That's a pretty amateur mistake for a such an enormous company. Made respect for FB, but c'mon, how'd this slip through? This was a very trivial exploit.
I don't really agree. They made all the effort to put CSRF tokens everywhere, and the vast majority are properly validated, but here there was probably some bug where they assumed the CSRF token validation check was always running, but I guess it wasn't.
It's certainly a mistake, but it was probably easy for developers and QA to miss.
They didn't validate the token nor did they make sure the user id was valid for the request; that's two important checks that either weren't there or failed. Seems like they just weren't there as there would have been more failures like this throughout the site. Because those checks weren't there I'd say it was an amateur mistake. Again, if this is the case then the engineer just made an assumption that this request can only be made in particular user state.
Here's one. A use-after-free triggered due to some faulty logic.

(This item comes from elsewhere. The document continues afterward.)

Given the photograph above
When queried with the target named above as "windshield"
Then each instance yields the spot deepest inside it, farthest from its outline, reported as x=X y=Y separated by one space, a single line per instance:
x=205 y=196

Mistake? Yes. Amateur mistake? No. Even very experienced C/C++ programmers, such as Microsoft's top devs, may accidentally double-free, or use already-free memory.
it is obvious they don't take basic security seriously
I would disagree.
For a very actively developed web site, it takes very good focus to not trip up. Having a bounty program is an indication to me that they take security seriously. Fixing a security bug in a matter of hours indicates to me that they take security seriously.